Since the 5 mM concentration shows promising results it is important to verify this in future studies. Therefore, the next step of this project is to confirm the correct amount of Vitamin B6 through additional incubations followed by mechanical testing, chemical testing, and structural analysis. Specifically, we would like to carry out bending tests because they will give a more complete understanding of how the mechanical properties of samples change after incubation. We also plan on measuring specific AGEs, such as pentosidine, in our assays so that we can analyze the exact AGE chemical structures that are forming.  Lastly, we hope to apply imaging techniques such as microCT analysis in order to measure microdamage in samples. A long-term goal for this project is to utilize our accumulated understanding of Vitamin B6 on the inhibition of AGEs in vitro to establish reason for animal model testing.

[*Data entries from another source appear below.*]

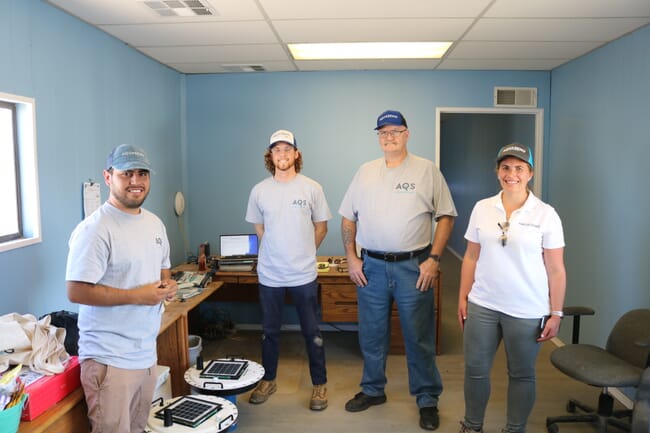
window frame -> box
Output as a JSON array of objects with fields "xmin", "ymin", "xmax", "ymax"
[{"xmin": 0, "ymin": 92, "xmax": 41, "ymax": 253}]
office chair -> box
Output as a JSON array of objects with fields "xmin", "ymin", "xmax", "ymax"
[
  {"xmin": 546, "ymin": 308, "xmax": 650, "ymax": 433},
  {"xmin": 632, "ymin": 365, "xmax": 650, "ymax": 433}
]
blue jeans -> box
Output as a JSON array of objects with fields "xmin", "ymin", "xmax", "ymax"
[
  {"xmin": 258, "ymin": 279, "xmax": 327, "ymax": 385},
  {"xmin": 357, "ymin": 254, "xmax": 441, "ymax": 408},
  {"xmin": 463, "ymin": 302, "xmax": 542, "ymax": 433}
]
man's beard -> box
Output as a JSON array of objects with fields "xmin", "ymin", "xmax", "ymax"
[{"xmin": 113, "ymin": 189, "xmax": 149, "ymax": 209}]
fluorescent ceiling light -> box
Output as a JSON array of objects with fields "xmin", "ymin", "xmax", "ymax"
[{"xmin": 288, "ymin": 42, "xmax": 452, "ymax": 60}]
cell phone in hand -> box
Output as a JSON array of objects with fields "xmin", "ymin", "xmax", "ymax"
[{"xmin": 538, "ymin": 315, "xmax": 550, "ymax": 338}]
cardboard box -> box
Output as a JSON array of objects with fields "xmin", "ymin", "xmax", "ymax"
[{"xmin": 20, "ymin": 356, "xmax": 81, "ymax": 421}]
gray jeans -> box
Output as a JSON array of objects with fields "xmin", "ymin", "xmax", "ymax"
[{"xmin": 462, "ymin": 302, "xmax": 542, "ymax": 433}]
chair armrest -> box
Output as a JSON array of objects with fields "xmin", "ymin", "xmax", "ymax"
[
  {"xmin": 563, "ymin": 306, "xmax": 596, "ymax": 317},
  {"xmin": 563, "ymin": 306, "xmax": 595, "ymax": 344}
]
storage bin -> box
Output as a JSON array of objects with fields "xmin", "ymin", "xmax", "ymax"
[
  {"xmin": 0, "ymin": 394, "xmax": 27, "ymax": 433},
  {"xmin": 188, "ymin": 334, "xmax": 202, "ymax": 365}
]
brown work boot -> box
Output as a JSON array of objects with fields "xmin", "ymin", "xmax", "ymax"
[
  {"xmin": 310, "ymin": 384, "xmax": 328, "ymax": 411},
  {"xmin": 249, "ymin": 379, "xmax": 277, "ymax": 404}
]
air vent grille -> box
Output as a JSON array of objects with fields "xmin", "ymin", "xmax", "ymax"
[
  {"xmin": 494, "ymin": 87, "xmax": 537, "ymax": 108},
  {"xmin": 140, "ymin": 0, "xmax": 217, "ymax": 17},
  {"xmin": 222, "ymin": 64, "xmax": 267, "ymax": 72}
]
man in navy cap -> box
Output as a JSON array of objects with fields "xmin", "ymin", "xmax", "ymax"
[
  {"xmin": 66, "ymin": 144, "xmax": 177, "ymax": 433},
  {"xmin": 339, "ymin": 111, "xmax": 457, "ymax": 430}
]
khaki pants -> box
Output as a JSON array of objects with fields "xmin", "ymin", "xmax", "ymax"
[{"xmin": 81, "ymin": 359, "xmax": 157, "ymax": 433}]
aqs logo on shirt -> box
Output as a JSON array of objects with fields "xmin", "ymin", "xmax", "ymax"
[
  {"xmin": 291, "ymin": 198, "xmax": 309, "ymax": 208},
  {"xmin": 394, "ymin": 182, "xmax": 416, "ymax": 193}
]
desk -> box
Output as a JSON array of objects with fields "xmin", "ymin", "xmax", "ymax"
[
  {"xmin": 157, "ymin": 281, "xmax": 222, "ymax": 396},
  {"xmin": 200, "ymin": 257, "xmax": 441, "ymax": 355},
  {"xmin": 18, "ymin": 282, "xmax": 222, "ymax": 433}
]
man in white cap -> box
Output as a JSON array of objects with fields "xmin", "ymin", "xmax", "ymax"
[
  {"xmin": 246, "ymin": 130, "xmax": 332, "ymax": 411},
  {"xmin": 66, "ymin": 144, "xmax": 177, "ymax": 433}
]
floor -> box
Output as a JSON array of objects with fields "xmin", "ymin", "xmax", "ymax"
[{"xmin": 197, "ymin": 252, "xmax": 620, "ymax": 433}]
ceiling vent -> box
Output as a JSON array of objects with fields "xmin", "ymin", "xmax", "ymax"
[
  {"xmin": 221, "ymin": 64, "xmax": 267, "ymax": 73},
  {"xmin": 140, "ymin": 0, "xmax": 217, "ymax": 17},
  {"xmin": 494, "ymin": 87, "xmax": 537, "ymax": 108}
]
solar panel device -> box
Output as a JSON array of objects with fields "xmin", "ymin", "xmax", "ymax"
[
  {"xmin": 153, "ymin": 396, "xmax": 222, "ymax": 428},
  {"xmin": 200, "ymin": 359, "xmax": 249, "ymax": 380}
]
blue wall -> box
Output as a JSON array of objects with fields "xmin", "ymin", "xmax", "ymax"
[
  {"xmin": 0, "ymin": 0, "xmax": 185, "ymax": 315},
  {"xmin": 185, "ymin": 71, "xmax": 550, "ymax": 257},
  {"xmin": 1, "ymin": 0, "xmax": 648, "ymax": 347},
  {"xmin": 548, "ymin": 24, "xmax": 650, "ymax": 344}
]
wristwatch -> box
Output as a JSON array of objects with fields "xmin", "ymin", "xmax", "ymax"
[
  {"xmin": 429, "ymin": 254, "xmax": 441, "ymax": 263},
  {"xmin": 551, "ymin": 310, "xmax": 564, "ymax": 318}
]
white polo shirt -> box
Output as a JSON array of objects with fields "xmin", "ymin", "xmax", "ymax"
[{"xmin": 465, "ymin": 192, "xmax": 564, "ymax": 318}]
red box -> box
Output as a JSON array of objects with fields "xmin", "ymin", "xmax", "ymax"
[{"xmin": 20, "ymin": 356, "xmax": 81, "ymax": 421}]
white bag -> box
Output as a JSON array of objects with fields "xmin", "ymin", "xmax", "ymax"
[{"xmin": 0, "ymin": 313, "xmax": 69, "ymax": 375}]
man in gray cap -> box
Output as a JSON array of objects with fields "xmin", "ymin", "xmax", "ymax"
[{"xmin": 66, "ymin": 144, "xmax": 177, "ymax": 433}]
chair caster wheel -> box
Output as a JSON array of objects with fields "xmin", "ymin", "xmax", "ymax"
[{"xmin": 546, "ymin": 422, "xmax": 559, "ymax": 433}]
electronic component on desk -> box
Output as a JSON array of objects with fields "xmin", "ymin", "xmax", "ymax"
[
  {"xmin": 173, "ymin": 271, "xmax": 208, "ymax": 289},
  {"xmin": 176, "ymin": 287, "xmax": 201, "ymax": 300},
  {"xmin": 154, "ymin": 396, "xmax": 222, "ymax": 428},
  {"xmin": 199, "ymin": 359, "xmax": 249, "ymax": 380}
]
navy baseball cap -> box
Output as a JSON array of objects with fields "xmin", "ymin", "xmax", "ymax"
[
  {"xmin": 106, "ymin": 144, "xmax": 152, "ymax": 171},
  {"xmin": 496, "ymin": 143, "xmax": 534, "ymax": 168},
  {"xmin": 374, "ymin": 110, "xmax": 408, "ymax": 130}
]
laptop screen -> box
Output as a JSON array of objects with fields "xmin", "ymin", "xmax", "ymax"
[{"xmin": 219, "ymin": 234, "xmax": 258, "ymax": 257}]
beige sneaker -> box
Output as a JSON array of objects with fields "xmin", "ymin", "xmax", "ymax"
[
  {"xmin": 249, "ymin": 379, "xmax": 277, "ymax": 404},
  {"xmin": 458, "ymin": 422, "xmax": 483, "ymax": 433},
  {"xmin": 310, "ymin": 384, "xmax": 328, "ymax": 411}
]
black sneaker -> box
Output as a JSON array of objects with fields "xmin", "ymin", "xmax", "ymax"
[
  {"xmin": 344, "ymin": 392, "xmax": 387, "ymax": 412},
  {"xmin": 419, "ymin": 406, "xmax": 440, "ymax": 430}
]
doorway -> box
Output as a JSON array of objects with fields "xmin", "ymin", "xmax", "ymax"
[{"xmin": 435, "ymin": 107, "xmax": 544, "ymax": 257}]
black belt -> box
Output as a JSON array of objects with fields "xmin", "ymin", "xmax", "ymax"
[{"xmin": 361, "ymin": 244, "xmax": 431, "ymax": 262}]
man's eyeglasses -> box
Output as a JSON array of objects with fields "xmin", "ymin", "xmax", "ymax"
[
  {"xmin": 377, "ymin": 129, "xmax": 407, "ymax": 138},
  {"xmin": 498, "ymin": 222, "xmax": 510, "ymax": 247}
]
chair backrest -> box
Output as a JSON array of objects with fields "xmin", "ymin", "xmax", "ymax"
[{"xmin": 606, "ymin": 309, "xmax": 650, "ymax": 368}]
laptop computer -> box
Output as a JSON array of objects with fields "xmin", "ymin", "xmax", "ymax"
[{"xmin": 218, "ymin": 234, "xmax": 258, "ymax": 271}]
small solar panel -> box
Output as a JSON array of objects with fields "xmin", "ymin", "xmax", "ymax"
[
  {"xmin": 200, "ymin": 359, "xmax": 248, "ymax": 380},
  {"xmin": 154, "ymin": 396, "xmax": 222, "ymax": 428}
]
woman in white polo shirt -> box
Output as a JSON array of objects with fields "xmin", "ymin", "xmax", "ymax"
[{"xmin": 457, "ymin": 143, "xmax": 566, "ymax": 433}]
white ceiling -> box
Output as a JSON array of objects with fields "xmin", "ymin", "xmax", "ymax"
[{"xmin": 45, "ymin": 0, "xmax": 650, "ymax": 74}]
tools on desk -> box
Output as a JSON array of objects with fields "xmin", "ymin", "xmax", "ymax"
[{"xmin": 173, "ymin": 269, "xmax": 216, "ymax": 300}]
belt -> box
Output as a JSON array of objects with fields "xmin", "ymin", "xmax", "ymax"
[{"xmin": 361, "ymin": 244, "xmax": 431, "ymax": 262}]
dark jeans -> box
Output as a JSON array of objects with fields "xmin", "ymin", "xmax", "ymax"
[{"xmin": 259, "ymin": 278, "xmax": 327, "ymax": 385}]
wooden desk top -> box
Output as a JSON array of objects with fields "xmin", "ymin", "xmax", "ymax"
[
  {"xmin": 159, "ymin": 280, "xmax": 222, "ymax": 334},
  {"xmin": 176, "ymin": 256, "xmax": 350, "ymax": 280}
]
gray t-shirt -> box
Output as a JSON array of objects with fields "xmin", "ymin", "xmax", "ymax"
[
  {"xmin": 339, "ymin": 153, "xmax": 457, "ymax": 252},
  {"xmin": 66, "ymin": 202, "xmax": 171, "ymax": 369},
  {"xmin": 246, "ymin": 174, "xmax": 332, "ymax": 287}
]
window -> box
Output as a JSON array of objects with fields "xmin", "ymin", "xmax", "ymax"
[{"xmin": 0, "ymin": 92, "xmax": 41, "ymax": 253}]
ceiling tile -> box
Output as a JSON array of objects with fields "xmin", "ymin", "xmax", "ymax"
[
  {"xmin": 46, "ymin": 0, "xmax": 264, "ymax": 23},
  {"xmin": 259, "ymin": 0, "xmax": 493, "ymax": 19},
  {"xmin": 466, "ymin": 18, "xmax": 650, "ymax": 41},
  {"xmin": 273, "ymin": 18, "xmax": 473, "ymax": 43},
  {"xmin": 98, "ymin": 21, "xmax": 277, "ymax": 46},
  {"xmin": 448, "ymin": 41, "xmax": 602, "ymax": 60},
  {"xmin": 139, "ymin": 44, "xmax": 290, "ymax": 63},
  {"xmin": 437, "ymin": 58, "xmax": 566, "ymax": 70},
  {"xmin": 485, "ymin": 0, "xmax": 650, "ymax": 18}
]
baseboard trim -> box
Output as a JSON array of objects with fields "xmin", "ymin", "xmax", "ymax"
[{"xmin": 235, "ymin": 323, "xmax": 359, "ymax": 332}]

From this experience, I have learned that research projects require countless amounts of planning, organization, and collaboration. I am thankful that I have developed these types of qualities during my time as an undergraduate researcher. My plan is to apply this research experience to graduate school, industry, and everyday life. Working on projects that are aimed to help restore health to many people will be something I always find highly motivational and invaluable.

I would like to thank the Office of Undergraduate Research for presenting me with this highly sought-after opportunity. I would also like to thank Dr. Lamya Karim, Rachana Vaidya, Taraneh Rezaee, Kelly Merlo, John Riordan, and the Mechanical and Civil & Environmental Engineering departments for all the help carrying out this project.

 

References

[1] Janghorbani et al (2007), “Systematic Review of Type 1 and Type 2 Diabetes Mellitus and Risk of Fracture,” American Journal of Epidemiology 166 (5/1). doi.org/10.1093/aje/kwm106

[2] Saito, M., Fujii, K., Mori, Y., & Marumo, K. (2006), “Role of collagen enzymatic and glycation induced cross-links as a determinant of bone quality in spontaneously diabetic WBN/Kob rats,” Osteoporosis International 17(10). doi:10.1007/s00198-006-0155-5

[3] A. Ashley Booth, Raja G. Khalifah‡, Parvin Todd, and Billy G. Hudson. “In Vitro Kinetic Studies of Formation of Antigenic Advanced Glycation End Products (AGEs),” The Journal of Biological Chemistry 272 (9). Pp. 5430–5437, 1997.